Long Term Care P3 Project Requires Transparency and Independent Oversight
For Immediate Release:
Monday, January 23, 2017
ST. JOHN’S, NL– Last week’s announcement that the provincial government is moving forward with a Public Private Partnership (also referred to as a P3s) model for the design, construction, and maintenance of a new long-term care facility in Corner Brook raises a myriad of concerns and questions that need to be answered by the provincial government.
Public-private partnerships (P3s) involve commercial contracts between governments and private businesses in the design, construction, financing and, often times, the operation of public infrastructure and services that have traditionally been delivered by the public sector, such as hospitals or schools.
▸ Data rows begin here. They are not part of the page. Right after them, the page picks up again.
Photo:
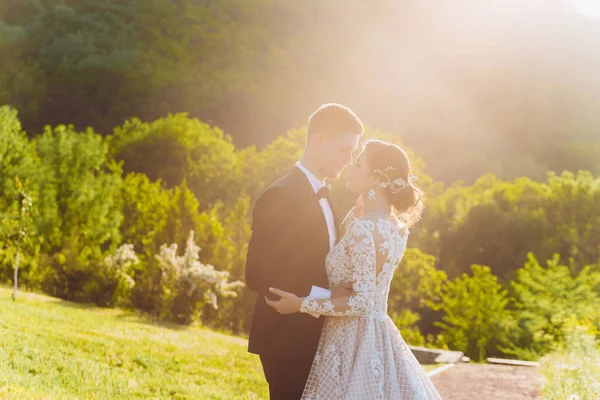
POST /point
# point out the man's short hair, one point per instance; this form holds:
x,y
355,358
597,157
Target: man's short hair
x,y
333,119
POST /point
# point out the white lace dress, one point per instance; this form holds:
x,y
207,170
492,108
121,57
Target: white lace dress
x,y
361,354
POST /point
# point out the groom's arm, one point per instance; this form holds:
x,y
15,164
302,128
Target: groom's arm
x,y
269,241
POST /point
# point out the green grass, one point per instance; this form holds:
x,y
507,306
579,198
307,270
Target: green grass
x,y
573,373
52,349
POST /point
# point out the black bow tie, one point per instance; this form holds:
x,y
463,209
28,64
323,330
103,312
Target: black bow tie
x,y
323,193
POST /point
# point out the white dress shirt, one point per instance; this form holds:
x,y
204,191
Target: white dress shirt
x,y
325,207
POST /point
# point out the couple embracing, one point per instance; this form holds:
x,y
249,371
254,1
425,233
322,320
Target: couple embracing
x,y
320,324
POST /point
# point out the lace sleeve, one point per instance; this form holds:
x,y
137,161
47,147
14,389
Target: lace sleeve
x,y
348,220
362,256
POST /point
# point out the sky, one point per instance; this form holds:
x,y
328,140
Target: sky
x,y
590,8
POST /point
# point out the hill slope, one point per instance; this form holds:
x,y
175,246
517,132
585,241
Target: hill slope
x,y
53,349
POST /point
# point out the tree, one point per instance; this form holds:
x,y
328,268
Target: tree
x,y
544,300
474,313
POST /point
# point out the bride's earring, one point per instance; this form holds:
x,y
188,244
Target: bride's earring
x,y
372,194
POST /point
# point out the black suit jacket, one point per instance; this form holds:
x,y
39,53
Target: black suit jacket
x,y
287,251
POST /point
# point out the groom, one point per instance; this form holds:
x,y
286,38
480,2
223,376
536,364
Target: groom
x,y
294,227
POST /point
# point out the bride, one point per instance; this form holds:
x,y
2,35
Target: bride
x,y
361,354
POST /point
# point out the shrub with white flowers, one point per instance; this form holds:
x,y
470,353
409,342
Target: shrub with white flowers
x,y
188,284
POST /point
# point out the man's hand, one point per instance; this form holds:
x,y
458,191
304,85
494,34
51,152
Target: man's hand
x,y
288,304
345,289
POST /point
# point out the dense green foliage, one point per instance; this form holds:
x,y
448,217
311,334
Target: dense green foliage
x,y
111,220
114,129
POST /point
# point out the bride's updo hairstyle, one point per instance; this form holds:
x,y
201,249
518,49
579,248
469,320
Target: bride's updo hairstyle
x,y
391,164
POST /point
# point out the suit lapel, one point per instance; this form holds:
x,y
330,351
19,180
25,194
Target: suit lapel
x,y
307,196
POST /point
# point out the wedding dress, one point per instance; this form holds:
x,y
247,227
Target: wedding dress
x,y
361,354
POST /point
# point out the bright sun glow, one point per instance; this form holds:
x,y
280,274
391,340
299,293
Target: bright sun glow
x,y
590,8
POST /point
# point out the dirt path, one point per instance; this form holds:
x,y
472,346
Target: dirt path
x,y
488,382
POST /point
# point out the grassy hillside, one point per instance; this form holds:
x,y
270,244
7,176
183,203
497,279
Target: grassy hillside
x,y
52,349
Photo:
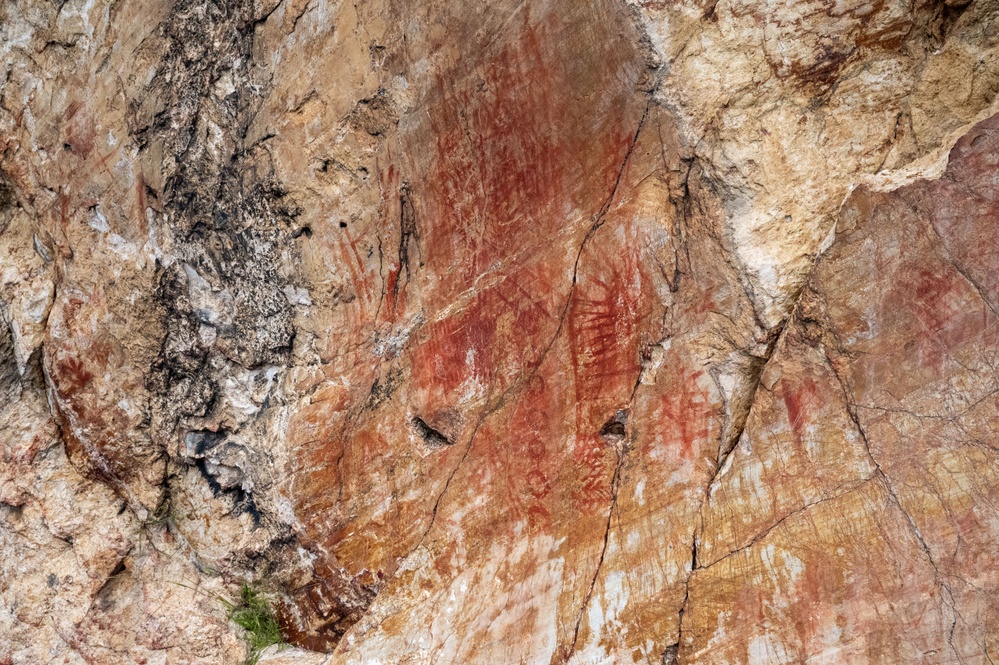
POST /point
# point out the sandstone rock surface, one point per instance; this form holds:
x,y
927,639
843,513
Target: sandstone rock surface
x,y
519,332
“We have been hearing rumours that the provincial government was doing work behind closed doors with EY to build the case for public-private partnerships for new facilities. Now, I guess we know that those rumours were true, but we found out about it on Friday like everyone else,” said NAPE President Jerry Earle. “It’s not a shock that EY is recommending a P3 model for this facility – they have a track record of being a champion for this style of project. EY has won awards from various P3 organizations for their efforts to drive this agenda and is a current sponsor member of The Canadian Council for Public-Private Partnerships. So, you have to wonder how sound their value for money analysis is? There is too much at stake to simply take EY’s word for it.”
“Projects like this have long-term financial implications for the province, so the public deserves an independent and transparent analysis of EY’s work on this project. Transparency and accountability must be at the forefront of all government decisions, especially for projects of this magnitude,” said Earle. “Research and real world experience in other jurisdictions highlight some serious flaws in how governments and their consultants tally the benefits of public-private partnerships versus conventional public projects. This has led to projects that have been massive failures across Canada and around the world. We must ensure that this project is not added to that list.”
The Ontario Auditor General recently released a damning report about the P3 projects in that province, saying that the project’s cost over $8 BILLION more than if they had been publicly financed and operated. A similar picture emerged in British Columbia when the Auditor General there said that a P3 project was completed on time, but the final cost was 29% ($28 million) higher. The list goes on and on.
“While we are pleased to hear that this P3 project will ensure that care is provided by the public system, we have a number of questions about the particulars of how the government envisions this arrangement working – What does “maintain” mean? How long will the lease be? What will the interest rate be? Who owns the facility at the end of the project? What safeguards will be in
place? These are but a few of the questions that the province needs to answer in the coming days,” said Earle. “A three-page, short on details, value for money assessment by EY and the assurances of the provincial government is not going to cut it. The risk is too high and the track record of P3s is too sketchy for us to run headlong into the arms of P3 projects without taking every precaution to ensure that taxpayers aren’t left holding the bag for projects that this government can take credit for in the short term.”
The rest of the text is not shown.